By Paul Peterson
Master’s Thesis, University of Iceland, 2012
Introduction: One of the richest sources of linguistic and cultural data past and present lies in the field of onomastics, the study of names. This field owes its roots to traditional philology, which sought to explain the connections of language families by historical comparison of texts and attested linguistic data. This investigation is far from complete, and philology has itself branched out into numerous sub-fields, several of which could now be considered fields of their own (such as historical linguistics and material philology). Philology remains particularly strong in its ability to interpret the linguistic data of languages both ancient and modern, as well as to provide a better understanding of literature from which the linguistic data were drawn. I would be remiss to claim that onomastics, a sub-field primarily of linguistics and philology, has not seen its share of attention since its academic inception in the 19th century, but much of the work remains undone. After all, names play an integral part in language itself as a means to identify persons and places and how they are connected to and differentiated from one another. Similarly, names can also be used as evidence of linguistic forms not attested otherwise, all the while enriching and preserving a language’s stock of words.
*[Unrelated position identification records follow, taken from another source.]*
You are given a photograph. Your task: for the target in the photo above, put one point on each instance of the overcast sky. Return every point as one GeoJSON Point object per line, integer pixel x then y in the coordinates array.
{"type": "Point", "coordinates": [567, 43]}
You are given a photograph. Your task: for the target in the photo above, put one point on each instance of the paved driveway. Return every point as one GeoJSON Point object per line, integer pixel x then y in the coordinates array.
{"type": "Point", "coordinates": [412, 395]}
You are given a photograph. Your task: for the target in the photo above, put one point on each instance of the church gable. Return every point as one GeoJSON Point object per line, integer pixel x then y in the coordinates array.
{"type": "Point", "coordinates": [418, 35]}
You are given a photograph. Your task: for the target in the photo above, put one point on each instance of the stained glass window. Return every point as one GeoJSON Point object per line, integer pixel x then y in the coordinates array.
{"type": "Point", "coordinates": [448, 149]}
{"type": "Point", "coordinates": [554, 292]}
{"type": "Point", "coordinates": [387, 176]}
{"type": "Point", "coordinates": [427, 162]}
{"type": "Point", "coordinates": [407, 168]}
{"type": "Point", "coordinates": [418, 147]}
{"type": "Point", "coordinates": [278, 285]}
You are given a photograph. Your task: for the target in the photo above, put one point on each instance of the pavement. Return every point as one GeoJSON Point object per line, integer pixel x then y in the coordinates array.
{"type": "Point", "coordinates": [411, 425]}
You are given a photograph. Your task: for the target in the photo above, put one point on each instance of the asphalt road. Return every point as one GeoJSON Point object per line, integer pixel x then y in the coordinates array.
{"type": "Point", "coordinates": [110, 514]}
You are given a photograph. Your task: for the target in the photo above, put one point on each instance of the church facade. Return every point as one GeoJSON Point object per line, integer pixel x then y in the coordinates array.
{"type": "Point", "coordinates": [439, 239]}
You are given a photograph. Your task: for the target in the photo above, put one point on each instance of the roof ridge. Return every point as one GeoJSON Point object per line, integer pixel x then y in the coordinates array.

Nicknames, which occur in all cultures and across all time periods, play a vital role in understanding and highlighting identity. They also provide a unique window into slang and popular culture less accessible through personal names alone. Their study encompasses wide-ranging interdisciplinary scholarship, including onomastics (name studies), historical linguistics, anthropology, history, and narratology. Old Norse nicknames themselves represent diverse forms of cultural expression from the lower levels of discourse, history, religion, and popular entertainment. They have left remnants across Northern Europe in place names, runic inscriptions, and the names of individuals in the saga corpus.
One simply cannot read a saga without encountering dozens of nicknames throughout the text, and recurring nicknames from saga to saga are common and thus provide a hitherto unexplored tool for studying saga transmission and intertextuality in Old Icelandic literature ‒ topics which have received only mild attention in saga scholarship of the last century. The largest word bank of medieval Scandinavian nicknames lies in the realm of medieval Icelandic literature, and the overall approach of my thesis will be to describe the use of nicknames across the Icelandic literary corpus in light of their Germanic origins, etymology, and role in the literature and its production. I will investigate the uses of nicknames in the family sagas within a cultural, anthropological, and narratological framework. I will seek to answer the questions: What role do nicknames play in expressing cultural sensitivities and ambiguities in medieval Icelandic and Scandinavian society? How did they develop and become so common especially during the medieval period? What role do they play in the literature and what do they tell about the culture?